Towards Fully Dynamic Omnitrees: Moment-Conserving Anisotropic Compression With Wavelets
Abstract
Recently, omnitrees were introduced as a flexible space partitioning tree that improves upon the benefits of both octrees and k-d trees: Omnitrees' efficient encoding of anisotropic refinements holds particular interest for applications with anisotropic features and high dimensionality.
These include, but are not limited to, computer graphics, databases, machine learning, and physics simulations.
The present paper defines new operations on the omnitree encoding that extend its capabilities from the existing refinement to also include coarsening and therefore fully adaptive compression.

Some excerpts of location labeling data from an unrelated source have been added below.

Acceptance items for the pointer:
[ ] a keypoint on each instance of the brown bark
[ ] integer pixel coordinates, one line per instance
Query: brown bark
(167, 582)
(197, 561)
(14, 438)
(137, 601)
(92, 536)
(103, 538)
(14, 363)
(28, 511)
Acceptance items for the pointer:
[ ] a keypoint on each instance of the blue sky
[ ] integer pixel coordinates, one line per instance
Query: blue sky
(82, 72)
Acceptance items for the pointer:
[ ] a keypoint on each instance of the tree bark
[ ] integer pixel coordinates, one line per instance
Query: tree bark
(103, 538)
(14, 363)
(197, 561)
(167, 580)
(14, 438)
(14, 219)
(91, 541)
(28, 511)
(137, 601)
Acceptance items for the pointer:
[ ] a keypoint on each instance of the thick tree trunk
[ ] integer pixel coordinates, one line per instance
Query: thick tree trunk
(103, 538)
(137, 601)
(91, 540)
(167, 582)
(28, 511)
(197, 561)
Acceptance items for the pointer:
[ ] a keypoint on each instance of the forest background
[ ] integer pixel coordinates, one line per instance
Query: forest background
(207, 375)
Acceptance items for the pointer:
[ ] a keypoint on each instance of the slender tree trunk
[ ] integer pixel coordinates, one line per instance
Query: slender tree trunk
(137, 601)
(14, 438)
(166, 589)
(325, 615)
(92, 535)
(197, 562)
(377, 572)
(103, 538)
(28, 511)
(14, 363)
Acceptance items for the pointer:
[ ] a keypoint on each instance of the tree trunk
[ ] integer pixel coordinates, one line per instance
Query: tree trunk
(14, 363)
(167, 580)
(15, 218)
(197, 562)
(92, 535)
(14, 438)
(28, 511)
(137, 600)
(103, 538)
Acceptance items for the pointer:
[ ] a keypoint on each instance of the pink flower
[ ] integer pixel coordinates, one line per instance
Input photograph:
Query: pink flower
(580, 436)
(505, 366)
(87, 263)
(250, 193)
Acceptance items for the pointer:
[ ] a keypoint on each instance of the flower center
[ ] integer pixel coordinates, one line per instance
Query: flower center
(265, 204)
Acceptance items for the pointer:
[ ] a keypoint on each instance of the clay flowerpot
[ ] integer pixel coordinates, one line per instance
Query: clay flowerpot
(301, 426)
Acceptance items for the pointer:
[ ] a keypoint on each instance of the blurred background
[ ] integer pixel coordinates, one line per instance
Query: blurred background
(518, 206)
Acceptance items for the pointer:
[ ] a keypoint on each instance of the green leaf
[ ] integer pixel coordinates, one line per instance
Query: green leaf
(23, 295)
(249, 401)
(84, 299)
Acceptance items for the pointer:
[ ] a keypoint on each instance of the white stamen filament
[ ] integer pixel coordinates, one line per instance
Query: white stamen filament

It demonstrates natural integration of omnitrees with wavelets, which conserves moments of the stored function by design.

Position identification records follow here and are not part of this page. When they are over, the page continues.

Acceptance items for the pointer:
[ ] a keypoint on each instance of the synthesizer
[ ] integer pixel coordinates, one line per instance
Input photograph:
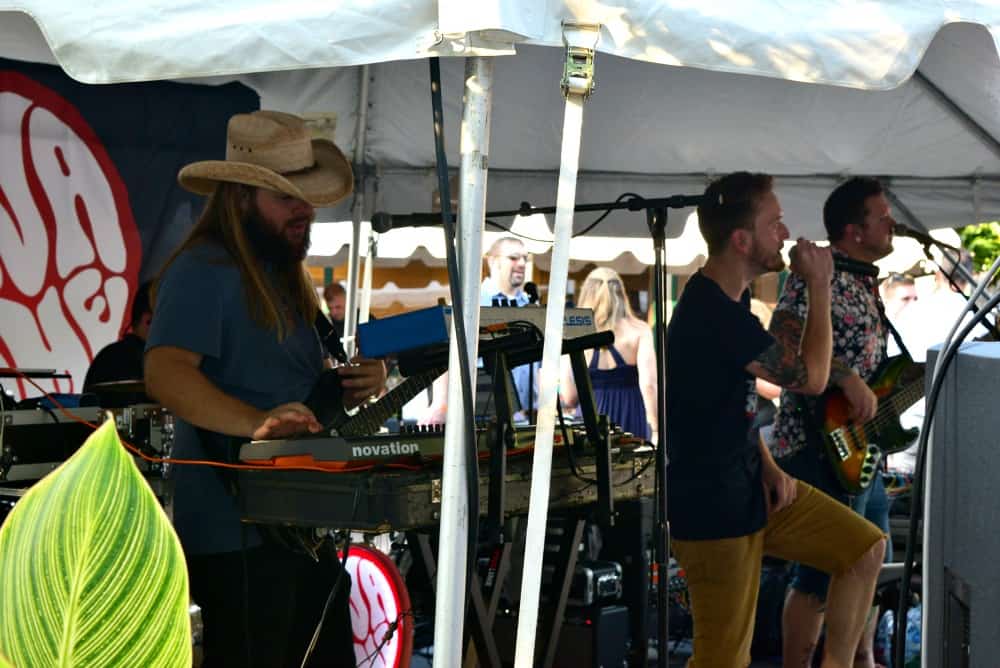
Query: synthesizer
(409, 445)
(431, 327)
(402, 499)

For omnitrees, the wavelet coefficients can be interpreted as local refinement priorities, which can be used to guide the adaptation process.
We derive algorithms for coarsening and downsplit that are guided by wavelet coefficients, and show their application to a large dataset of 3D shapes, as well as the continuous-valued density field of a cloud.
The comparison to OpenVDB, a widely-used data structure for sparse volumetric data in computer graphics, enables a demonstration of the practical benefits of omnitrees even for moderately anisotropic three-dimensional data.
Compared to OpenVDB, objects can be stored using up to 28x less space, and asymptotically show savings that exceed theoretical expectations.
Using lossy compression, the cloud dataset can be compressed by $\approx5\times$ compared to OpenVDB, with negligible loss of visual quality.
This demonstrates the potential of omnitrees for efficient storage and processing, and motivates further research into their applications in various domains.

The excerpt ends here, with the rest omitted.